La quinta e ultima dimensione presa in esame è quella dell’Educazione e cittadinanza, filo conduttore dell’intero volume e titolo esaustivo del legame esistente tra un’adeguata istruzione e l’esercizio maturo della cittadinanza. La diseguaglianza rispetto all’accesso all’educazione è determinata da diversi fattori, tra cui anche il confronto con le nuove culture, e nel territorio romano il capitale educativo si irradia da centro fino a diventare sempre più evanescente nelle periferie.

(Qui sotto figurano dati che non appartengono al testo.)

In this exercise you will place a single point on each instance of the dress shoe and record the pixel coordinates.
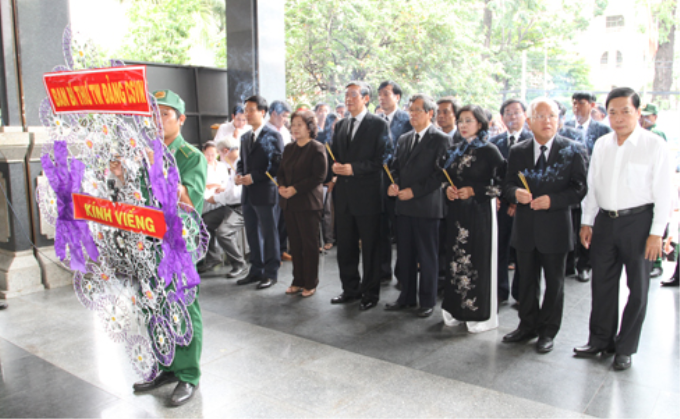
(250, 279)
(589, 350)
(367, 305)
(396, 306)
(622, 362)
(182, 393)
(266, 283)
(583, 276)
(342, 299)
(424, 311)
(236, 272)
(544, 345)
(673, 282)
(165, 377)
(518, 335)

Il Rapporto si conclude con una rilevazione sugli utenti dei centri d’ascolto diocesani e parrocchiali della Caritas di Roma riguardanti 22 mila persone in situazioni di disagio. Lo studio ha rilevato come oltre il 45% degli utenti dei centri di ascolto Caritas siano italiani, siano essi appartenenti alla cosiddetta “vecchia povertà” o rientrino all’interno della categoria dei “nuovi poveri”. Il confronto con le fragilità del territorio, indagate a fondo dal volume, permette infatti non solo di riuscire a leggere e interpretare i numeri, ma di riuscire a capire, attraverso le persone, le dimensioni su cui la metropoli romana dovrà agire per avviare nuovi percorsi di inclusione sociale.